Obwohl im Libanon Mangel an allem Nötigen herrscht, hat die Hisbollah ein Arsenal von bis zu 150.000 Raketen und anderen Flugkörpern aufgebaut – selbstverständlich nicht aus eigener Kraft, sondern mit tatkräftiger Unterstützung des Irans. Denn letztendlich haben die Mullahs in Teheran das Sagen darüber, was die Schiiten-Miliz alles machen darf oder eben nicht, weshalb auch die jüngste Eskalation an der Nordgrenze Israels im Kontext der iranischen Expansionspolitik in der gesamten Region zu verstehen ist: Der Iran selbst hat mit Ebrahim Raisi – bekannt auch als „Schlächter von Teheran, weil er in den 1980er Jahren Tausende Regimekritiker hinrichten ließ – einen neuen Staatspräsidenten, der die ebenfalls erst wenige Wochen amtierende israelische Regierung, aber auch die noch recht junge US-Administration von Präsident Joe Biden herausfordern will, also ausloten möchte, was außenpolitisch so alles möglich sein kann. Zugleich laufen in Wien die Verhandlungen über eine Neuauflage des Atomabkommens. Washington zeigt daran ein großes Interesse, für Ebrahim Raisi dagegen hat der Deal eine geringere Priorität. Er scheint eher die Konfrontation zu suchen.

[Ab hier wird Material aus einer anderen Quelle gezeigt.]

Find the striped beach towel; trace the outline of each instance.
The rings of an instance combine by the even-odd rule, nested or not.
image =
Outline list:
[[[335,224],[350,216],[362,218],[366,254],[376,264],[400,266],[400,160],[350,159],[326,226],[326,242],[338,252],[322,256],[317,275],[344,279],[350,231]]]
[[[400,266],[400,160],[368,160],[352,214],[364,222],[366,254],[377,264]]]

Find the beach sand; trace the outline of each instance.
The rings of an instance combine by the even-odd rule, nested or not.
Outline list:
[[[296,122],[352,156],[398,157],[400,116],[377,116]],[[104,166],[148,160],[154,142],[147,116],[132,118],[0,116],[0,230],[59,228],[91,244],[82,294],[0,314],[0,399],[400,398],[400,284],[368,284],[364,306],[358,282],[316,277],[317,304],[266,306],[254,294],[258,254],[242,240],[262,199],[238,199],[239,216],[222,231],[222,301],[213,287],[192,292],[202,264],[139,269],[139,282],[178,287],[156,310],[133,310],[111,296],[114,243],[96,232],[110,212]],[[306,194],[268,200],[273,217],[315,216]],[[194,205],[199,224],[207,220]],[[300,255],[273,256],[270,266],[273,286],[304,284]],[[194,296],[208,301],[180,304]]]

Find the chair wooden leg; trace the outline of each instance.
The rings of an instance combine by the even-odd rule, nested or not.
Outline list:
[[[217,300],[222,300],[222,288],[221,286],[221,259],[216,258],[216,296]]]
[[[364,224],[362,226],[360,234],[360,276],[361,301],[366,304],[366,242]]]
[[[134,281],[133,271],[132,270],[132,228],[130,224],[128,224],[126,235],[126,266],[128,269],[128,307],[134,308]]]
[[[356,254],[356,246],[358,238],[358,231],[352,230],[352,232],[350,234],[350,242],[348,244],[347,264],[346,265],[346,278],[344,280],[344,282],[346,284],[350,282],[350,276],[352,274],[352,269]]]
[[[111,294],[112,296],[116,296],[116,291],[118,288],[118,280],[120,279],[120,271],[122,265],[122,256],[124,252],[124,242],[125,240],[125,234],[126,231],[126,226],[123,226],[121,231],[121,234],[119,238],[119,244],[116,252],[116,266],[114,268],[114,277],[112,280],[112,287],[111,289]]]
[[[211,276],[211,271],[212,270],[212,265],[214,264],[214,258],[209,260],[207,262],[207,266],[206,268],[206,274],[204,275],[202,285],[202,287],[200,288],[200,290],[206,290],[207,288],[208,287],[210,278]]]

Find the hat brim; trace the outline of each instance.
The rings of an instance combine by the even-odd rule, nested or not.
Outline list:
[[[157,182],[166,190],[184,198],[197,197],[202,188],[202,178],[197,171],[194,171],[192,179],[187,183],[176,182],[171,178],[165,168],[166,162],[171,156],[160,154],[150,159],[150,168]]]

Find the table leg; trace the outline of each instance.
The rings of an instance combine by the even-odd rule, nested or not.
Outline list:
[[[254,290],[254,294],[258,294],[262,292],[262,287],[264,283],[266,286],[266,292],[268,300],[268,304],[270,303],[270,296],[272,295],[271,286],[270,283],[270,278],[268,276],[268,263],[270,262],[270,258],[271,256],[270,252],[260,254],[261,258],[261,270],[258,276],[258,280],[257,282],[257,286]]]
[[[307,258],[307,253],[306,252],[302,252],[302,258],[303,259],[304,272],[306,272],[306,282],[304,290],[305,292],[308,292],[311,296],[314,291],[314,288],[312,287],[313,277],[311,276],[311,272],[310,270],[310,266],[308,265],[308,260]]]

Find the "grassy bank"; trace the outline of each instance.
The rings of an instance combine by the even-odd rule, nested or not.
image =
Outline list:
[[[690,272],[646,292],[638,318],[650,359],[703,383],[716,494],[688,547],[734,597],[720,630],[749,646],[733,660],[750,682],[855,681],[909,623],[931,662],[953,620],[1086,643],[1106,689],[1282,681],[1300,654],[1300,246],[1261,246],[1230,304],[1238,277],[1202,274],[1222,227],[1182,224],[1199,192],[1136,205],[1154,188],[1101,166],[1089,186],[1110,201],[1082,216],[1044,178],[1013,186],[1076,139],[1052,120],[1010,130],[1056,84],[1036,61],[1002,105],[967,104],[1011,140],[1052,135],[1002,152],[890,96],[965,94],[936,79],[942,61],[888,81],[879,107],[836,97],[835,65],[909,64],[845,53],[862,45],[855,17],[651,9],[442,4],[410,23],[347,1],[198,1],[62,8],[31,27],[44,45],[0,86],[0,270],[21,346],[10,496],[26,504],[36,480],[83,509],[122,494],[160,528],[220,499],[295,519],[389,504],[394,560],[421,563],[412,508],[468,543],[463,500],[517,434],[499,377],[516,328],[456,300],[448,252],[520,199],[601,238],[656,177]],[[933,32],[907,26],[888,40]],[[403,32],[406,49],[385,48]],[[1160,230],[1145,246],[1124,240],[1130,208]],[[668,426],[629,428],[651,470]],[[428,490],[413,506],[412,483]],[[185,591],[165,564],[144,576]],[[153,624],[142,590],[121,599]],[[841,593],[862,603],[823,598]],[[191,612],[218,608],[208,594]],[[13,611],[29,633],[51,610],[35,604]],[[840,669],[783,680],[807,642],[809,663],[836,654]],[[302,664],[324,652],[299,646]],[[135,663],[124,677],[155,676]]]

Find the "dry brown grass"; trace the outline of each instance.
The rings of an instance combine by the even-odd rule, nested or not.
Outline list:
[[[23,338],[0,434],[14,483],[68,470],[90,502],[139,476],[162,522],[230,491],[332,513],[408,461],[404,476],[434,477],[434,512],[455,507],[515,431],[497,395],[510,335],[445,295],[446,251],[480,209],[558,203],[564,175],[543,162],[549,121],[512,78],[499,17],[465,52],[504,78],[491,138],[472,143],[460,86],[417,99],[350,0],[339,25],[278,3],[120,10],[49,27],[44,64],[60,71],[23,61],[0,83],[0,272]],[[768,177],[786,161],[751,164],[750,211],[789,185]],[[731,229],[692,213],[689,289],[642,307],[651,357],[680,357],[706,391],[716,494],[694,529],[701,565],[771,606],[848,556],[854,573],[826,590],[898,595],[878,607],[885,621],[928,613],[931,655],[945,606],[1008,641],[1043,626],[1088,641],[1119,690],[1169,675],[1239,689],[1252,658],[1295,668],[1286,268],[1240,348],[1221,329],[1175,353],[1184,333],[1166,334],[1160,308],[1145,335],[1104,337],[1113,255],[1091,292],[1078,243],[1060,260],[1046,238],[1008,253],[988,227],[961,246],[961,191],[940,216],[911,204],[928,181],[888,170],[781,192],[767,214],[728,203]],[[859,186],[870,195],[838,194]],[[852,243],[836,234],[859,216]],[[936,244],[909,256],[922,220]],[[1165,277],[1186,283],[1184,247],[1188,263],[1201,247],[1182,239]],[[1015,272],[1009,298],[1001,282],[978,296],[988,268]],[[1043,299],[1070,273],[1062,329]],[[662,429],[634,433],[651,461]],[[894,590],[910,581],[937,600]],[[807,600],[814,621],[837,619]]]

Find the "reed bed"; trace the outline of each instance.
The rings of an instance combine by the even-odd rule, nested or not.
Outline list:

Daher hat auch der iranisch-israelische Schattenkrieg eine neue Dimension gewonnen. Vorläufiger Höhepunkt war der Drohnenangriff auf ein Frachtschiff, das einem israelischen Reeder gehört, am 30. Juli vor der Küste des Omans. Dabei wurden ein britisches sowie ein rumänisches Besatzungsmitglied getötet. Zwar kündigte US-Außenminister Antony Blinken eine „kollektive Antwort“ auf diesen terroristischen Überfall an, doch wie diese aussehen soll, darüber machte er keine Angaben. „Eine neue internationale Koalition gegen den Iran ist gewiss nicht in Sicht“, lautet dazu die Einschätzung von Henry Rome, leitender Analyst bei dem Thinktank Eurasia Group. „Vielleicht werden die Vereinigten Staaten und Großbritannien ihre Seestreitkräfte, die in der Region patrouillieren, im Rahmen des International Maritime Security Construct (IMSC) verstärken. Oder London könnte als Reaktion auf den Vorfall eine Cyber-Operation durchführen, wie britische Medien berichten.“ Doch auch diese hat allenfalls begrenzte Auswirkungen. Womöglich verhängt Washington zusätzliche Sanktionen gegen den Iran. „Für Israel dürfte all das letztendlich zu wenig sein, weshalb man im Alleingang Wege suchen wird, um Vergeltung zu üben.“

Offensichtlich testet die Hisbollah im Auftrag des Irans gerade aus, inwieweit sich die neue Regierung unter Bennett und Yair Lapid auf die Probe stellen lässt. „Sie könnten die Raketenangriffe auch jederzeit wieder einstellen“, so Eran Lerman, Vizepräsident des Jerusalemer Institutes for Strategy and Security und ehemaliger Vize-Direktor des Nationalen Sicherheitsrates Israels. Der Experte sieht in dem Ganzen ein hochriskante Angelegenheit – schließlich hatte die Hisbollah schon einmal eine israelische Regierung auf diese Weise herausgefordert. Das war 2006, als Angehörige der Schiiten-Miliz israelische Soldaten an der Grenze als Geiseln nehmen wollten, sie dann töteten. Ein Krieg stand damals nicht auf der Agenda der Hisbollah. Doch es sollte einer werden. „Solange die Iraner nicht zur Vernunft kommen, nähern wir uns genau dem Punkt, an dem die militärische Option eine sehr reale werden könnte“, warnt Lerman.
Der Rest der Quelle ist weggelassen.